Which raises a big honking question: If Epstein was guilty, too, why didn’t Hoffenberg rat him out and maybe shave years off his own sentence?

“The judge asked me the same question. I couldn’t answer that,” Gary Baise, one of Hoffenberg’s lawyers, told me, laughing. He noted Hoffenberg’s efforts to pursue Epstein included “helping the Miami Herald” in its reporting investigation of Epstein’s sex cases. “He’s been like Inspector Clouseau,” Baise added.

Where are the facts? “Noticeably absent" from Hoffenberg’s allegations “are any details of who said what to whom, when,” Epstein’s lawyers noted caustically in their response to the 2018 lawsuit. “This action is just Hoffenberg’s rehashing of several of his prior lawsuits aimed at harassing” Epstein and his businesses “by falsely accusing defendant Epstein of being the so-called co-conspirator.” Again, they call for sanctions.

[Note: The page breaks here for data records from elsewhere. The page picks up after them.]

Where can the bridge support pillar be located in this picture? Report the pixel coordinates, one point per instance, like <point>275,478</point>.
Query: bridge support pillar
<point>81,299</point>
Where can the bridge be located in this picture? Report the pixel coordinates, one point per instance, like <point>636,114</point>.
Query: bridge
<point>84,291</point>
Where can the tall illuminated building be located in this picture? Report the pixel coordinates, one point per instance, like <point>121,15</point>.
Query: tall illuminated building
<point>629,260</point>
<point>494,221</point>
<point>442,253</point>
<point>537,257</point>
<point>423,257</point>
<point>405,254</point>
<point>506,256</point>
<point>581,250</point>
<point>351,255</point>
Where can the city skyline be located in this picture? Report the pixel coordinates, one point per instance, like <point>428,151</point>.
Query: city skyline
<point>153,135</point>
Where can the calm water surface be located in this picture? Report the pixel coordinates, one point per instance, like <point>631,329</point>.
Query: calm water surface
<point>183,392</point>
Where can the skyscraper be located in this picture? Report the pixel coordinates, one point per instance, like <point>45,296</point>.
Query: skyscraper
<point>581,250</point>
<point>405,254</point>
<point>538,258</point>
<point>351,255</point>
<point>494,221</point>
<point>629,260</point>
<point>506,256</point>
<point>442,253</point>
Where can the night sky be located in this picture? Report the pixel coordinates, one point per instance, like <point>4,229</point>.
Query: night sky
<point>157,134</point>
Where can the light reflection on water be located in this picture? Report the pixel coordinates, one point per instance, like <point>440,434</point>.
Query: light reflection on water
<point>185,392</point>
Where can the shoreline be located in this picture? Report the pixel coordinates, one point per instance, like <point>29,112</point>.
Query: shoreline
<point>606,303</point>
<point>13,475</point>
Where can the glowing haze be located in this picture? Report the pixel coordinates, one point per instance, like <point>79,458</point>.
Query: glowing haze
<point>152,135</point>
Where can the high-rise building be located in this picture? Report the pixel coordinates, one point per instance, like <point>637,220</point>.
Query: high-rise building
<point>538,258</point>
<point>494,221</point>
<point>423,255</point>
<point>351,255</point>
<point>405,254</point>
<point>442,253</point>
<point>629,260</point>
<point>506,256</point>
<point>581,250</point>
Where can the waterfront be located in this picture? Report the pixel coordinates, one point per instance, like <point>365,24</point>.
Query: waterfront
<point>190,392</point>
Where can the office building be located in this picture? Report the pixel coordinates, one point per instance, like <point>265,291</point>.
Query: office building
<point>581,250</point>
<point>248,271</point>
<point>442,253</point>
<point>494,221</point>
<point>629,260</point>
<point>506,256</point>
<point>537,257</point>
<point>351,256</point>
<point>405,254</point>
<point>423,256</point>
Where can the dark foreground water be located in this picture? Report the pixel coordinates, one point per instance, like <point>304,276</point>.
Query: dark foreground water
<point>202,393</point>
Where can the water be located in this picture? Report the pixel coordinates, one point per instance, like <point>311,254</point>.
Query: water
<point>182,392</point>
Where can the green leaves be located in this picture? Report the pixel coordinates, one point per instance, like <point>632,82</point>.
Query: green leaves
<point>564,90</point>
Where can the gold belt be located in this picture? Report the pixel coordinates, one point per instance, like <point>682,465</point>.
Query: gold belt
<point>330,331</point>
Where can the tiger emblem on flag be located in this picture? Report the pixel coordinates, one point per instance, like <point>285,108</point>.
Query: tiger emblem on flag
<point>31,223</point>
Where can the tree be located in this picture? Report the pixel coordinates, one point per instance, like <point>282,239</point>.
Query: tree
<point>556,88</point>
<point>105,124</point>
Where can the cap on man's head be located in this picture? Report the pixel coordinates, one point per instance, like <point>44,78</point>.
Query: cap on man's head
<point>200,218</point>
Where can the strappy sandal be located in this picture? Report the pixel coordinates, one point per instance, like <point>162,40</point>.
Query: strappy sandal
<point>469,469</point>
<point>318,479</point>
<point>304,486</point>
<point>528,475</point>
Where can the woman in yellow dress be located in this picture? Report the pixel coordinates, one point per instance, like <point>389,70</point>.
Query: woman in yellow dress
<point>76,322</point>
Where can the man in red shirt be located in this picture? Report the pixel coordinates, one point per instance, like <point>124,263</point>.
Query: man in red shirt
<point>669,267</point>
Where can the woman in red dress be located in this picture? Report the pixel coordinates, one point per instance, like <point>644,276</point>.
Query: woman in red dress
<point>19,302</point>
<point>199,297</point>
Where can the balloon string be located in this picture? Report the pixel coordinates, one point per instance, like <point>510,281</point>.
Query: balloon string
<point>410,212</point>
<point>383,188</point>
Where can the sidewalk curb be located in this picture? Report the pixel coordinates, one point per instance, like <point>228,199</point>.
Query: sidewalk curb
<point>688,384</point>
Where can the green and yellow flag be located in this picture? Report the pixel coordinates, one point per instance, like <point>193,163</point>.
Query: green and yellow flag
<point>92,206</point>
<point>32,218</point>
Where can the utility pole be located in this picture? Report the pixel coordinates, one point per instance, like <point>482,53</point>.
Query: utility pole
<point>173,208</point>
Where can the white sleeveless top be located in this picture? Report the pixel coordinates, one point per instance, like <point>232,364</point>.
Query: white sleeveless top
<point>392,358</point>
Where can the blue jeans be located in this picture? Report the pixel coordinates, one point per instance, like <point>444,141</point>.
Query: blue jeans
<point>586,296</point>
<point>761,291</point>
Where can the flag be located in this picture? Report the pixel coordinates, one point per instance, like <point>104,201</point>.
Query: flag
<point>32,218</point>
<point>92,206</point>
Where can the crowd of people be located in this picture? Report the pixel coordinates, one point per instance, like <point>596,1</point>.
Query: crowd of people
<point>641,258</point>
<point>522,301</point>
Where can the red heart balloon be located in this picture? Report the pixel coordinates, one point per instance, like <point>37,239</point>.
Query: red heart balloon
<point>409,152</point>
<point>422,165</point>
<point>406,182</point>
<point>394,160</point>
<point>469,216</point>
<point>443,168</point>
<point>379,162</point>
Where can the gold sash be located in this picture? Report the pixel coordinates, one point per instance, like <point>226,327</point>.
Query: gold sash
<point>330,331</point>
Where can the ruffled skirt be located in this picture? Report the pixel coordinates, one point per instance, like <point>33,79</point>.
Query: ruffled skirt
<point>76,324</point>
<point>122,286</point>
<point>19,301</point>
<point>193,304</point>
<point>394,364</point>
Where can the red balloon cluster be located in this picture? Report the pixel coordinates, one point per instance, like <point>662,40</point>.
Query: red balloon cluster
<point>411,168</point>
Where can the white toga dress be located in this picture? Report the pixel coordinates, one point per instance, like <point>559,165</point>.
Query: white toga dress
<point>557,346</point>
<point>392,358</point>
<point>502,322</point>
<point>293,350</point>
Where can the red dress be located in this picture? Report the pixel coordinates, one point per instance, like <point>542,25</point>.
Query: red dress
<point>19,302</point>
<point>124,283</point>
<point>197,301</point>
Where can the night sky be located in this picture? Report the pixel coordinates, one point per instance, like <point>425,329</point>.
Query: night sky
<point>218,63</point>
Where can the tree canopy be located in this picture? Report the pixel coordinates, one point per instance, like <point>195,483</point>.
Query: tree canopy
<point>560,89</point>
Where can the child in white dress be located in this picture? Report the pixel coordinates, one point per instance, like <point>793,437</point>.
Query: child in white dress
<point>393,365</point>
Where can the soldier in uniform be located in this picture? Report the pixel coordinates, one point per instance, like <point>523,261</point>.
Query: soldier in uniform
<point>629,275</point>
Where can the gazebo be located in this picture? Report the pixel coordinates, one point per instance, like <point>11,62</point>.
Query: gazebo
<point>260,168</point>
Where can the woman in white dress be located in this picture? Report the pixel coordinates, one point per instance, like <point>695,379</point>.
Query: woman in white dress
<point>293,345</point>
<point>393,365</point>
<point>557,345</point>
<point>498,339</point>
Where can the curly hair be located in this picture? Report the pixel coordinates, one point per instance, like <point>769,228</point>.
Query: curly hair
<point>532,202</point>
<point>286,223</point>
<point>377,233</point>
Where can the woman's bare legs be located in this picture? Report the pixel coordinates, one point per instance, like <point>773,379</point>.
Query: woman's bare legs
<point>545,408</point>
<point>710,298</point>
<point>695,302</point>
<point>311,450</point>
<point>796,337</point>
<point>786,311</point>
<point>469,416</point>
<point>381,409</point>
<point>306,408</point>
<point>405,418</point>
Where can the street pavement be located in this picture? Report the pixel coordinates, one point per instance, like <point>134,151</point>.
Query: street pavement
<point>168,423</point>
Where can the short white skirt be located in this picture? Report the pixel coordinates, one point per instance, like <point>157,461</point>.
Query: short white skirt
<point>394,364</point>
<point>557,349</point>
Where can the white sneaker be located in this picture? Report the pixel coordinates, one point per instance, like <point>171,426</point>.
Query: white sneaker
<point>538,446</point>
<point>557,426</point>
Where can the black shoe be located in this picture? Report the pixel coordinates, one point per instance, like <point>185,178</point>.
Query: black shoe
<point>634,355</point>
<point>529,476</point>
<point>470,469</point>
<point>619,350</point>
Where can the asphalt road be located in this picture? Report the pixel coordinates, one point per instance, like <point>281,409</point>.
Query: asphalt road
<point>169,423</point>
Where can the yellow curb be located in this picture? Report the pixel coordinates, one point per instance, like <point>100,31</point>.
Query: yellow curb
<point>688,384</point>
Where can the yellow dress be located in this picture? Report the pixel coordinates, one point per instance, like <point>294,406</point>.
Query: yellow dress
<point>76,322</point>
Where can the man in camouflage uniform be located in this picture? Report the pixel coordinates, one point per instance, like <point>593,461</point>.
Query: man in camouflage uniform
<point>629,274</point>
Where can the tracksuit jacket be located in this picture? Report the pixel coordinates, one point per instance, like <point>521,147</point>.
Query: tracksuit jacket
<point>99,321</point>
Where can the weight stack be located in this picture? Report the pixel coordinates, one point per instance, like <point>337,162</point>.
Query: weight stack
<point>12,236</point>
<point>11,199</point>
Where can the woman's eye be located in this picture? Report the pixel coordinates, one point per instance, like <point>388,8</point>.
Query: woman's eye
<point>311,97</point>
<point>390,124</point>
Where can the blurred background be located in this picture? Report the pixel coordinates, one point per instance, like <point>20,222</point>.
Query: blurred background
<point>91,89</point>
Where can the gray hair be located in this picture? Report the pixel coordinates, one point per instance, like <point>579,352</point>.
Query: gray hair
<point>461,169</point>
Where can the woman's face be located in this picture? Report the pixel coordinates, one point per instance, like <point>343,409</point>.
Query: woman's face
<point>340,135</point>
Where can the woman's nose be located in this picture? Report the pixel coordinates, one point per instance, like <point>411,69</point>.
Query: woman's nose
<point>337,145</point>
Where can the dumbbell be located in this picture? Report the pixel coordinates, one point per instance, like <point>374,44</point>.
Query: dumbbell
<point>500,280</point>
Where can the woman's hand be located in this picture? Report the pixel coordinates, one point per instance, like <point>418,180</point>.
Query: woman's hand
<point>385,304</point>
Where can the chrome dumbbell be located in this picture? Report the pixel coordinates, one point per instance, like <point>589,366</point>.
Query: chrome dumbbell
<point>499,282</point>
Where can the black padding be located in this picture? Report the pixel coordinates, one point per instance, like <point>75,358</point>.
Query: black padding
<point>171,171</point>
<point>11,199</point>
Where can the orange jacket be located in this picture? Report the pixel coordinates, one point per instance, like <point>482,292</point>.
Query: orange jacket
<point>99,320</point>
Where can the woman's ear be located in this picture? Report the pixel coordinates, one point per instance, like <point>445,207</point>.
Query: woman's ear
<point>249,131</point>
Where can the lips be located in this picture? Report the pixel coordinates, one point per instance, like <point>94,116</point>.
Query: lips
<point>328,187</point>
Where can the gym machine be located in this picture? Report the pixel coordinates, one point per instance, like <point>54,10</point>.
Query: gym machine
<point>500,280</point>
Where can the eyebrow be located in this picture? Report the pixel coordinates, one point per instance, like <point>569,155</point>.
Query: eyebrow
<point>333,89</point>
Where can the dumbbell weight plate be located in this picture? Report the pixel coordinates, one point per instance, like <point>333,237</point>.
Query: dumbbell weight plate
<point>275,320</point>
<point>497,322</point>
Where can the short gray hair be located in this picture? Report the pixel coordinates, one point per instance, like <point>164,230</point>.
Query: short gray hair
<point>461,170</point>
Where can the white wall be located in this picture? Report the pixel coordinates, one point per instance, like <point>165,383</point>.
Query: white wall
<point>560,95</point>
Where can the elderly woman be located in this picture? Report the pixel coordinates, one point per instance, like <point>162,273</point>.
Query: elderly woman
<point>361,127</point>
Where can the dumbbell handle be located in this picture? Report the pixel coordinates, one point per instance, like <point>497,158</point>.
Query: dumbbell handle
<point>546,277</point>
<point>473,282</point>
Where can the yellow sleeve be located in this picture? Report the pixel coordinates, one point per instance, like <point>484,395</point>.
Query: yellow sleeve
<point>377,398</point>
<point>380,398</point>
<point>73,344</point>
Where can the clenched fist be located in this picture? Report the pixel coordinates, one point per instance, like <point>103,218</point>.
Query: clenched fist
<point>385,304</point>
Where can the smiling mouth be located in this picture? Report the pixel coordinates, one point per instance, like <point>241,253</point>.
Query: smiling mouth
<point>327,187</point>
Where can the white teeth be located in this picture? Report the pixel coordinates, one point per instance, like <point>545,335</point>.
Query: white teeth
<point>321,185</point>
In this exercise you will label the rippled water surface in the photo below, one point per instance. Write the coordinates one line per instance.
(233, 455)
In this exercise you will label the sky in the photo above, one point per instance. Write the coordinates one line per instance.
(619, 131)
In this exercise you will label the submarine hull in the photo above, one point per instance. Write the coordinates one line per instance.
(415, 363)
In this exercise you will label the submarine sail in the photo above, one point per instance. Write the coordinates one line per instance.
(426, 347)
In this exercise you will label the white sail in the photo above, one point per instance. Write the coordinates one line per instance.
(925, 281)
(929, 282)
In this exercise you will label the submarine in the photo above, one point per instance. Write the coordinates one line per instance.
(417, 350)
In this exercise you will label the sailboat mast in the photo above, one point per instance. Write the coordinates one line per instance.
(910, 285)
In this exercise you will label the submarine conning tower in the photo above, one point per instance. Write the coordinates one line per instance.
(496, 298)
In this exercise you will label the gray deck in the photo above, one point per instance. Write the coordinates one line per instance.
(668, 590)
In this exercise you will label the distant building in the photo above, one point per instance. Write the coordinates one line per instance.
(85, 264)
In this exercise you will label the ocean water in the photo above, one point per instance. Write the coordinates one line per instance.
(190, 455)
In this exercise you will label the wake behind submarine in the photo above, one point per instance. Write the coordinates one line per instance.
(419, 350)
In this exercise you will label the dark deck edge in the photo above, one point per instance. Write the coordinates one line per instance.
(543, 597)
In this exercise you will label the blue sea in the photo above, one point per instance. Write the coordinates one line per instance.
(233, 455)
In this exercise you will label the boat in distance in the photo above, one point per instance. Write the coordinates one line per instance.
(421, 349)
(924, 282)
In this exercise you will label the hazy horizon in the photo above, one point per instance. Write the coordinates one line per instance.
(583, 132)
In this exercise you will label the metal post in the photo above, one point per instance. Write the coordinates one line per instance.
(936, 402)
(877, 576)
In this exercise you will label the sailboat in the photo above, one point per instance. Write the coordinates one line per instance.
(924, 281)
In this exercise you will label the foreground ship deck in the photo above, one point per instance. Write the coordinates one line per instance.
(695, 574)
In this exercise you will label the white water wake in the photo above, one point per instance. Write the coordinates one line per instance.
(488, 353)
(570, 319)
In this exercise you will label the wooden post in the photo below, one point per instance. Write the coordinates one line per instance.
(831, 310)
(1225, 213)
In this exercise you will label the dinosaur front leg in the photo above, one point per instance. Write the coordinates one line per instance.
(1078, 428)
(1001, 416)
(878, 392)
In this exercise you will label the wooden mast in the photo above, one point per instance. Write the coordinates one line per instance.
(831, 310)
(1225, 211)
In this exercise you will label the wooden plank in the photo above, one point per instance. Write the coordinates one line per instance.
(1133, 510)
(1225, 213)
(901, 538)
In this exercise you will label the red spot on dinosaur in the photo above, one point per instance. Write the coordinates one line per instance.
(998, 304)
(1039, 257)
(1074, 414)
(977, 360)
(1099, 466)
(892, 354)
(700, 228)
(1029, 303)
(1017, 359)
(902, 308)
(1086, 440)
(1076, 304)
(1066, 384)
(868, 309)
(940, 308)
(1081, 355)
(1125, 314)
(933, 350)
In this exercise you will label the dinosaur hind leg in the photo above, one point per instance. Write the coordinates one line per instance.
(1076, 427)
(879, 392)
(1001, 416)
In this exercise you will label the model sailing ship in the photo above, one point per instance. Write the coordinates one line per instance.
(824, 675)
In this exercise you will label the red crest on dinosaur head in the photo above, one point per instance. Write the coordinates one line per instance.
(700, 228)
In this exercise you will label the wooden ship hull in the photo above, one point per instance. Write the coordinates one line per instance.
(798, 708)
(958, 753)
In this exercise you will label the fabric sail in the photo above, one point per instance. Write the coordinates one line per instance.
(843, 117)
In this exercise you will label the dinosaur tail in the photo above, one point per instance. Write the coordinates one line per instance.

How about that? I asked Baise. He noted Epstein has had high-powered attorneys: Clinton prosecutor Kenneth Starr, and Harvard professor Alan Dershowitz, among others.

Another basic question: Why would the SEC really let a big fish like Epstein go after helping the Justice Department put his partner away?

Actually, the SEC’s lame history may be what gives Hoffenberg’s allegations any public traction at all.

The SEC can be very diligent about going after garden-variety family-gossip insider-traders, or unregistered brokers who try to sell shares in their pipe-dream small businesses.

But it sometimes seems to give the powerful the benefit of the doubt.

Remember that’s the same regulatory band that couldn’t catch that record-breaking New York fraudster Bernie Madoff, despite years of detailed complaints; the same gang that let Michael Liberty off the hook from the $6 million a judge ordered him to pay the Pennsylvania and Philadelphia pension funds and other investors he hurt for tens of millions in unauthorized investments because he claimed he was too poor to pay — even as Liberty was raising hundreds of millions for his telecom flop, Mozido Inc. (Ten years later, the SEC realized it had been had and sued Liberty. It’s still trying to collect.)

That sort of record leaves such characters as Hoffenberg to keep raising that kind of question about his old assistant: Is Epstein another big fish that got away?

(This story was updated to correct the role of attorney Schirripa.)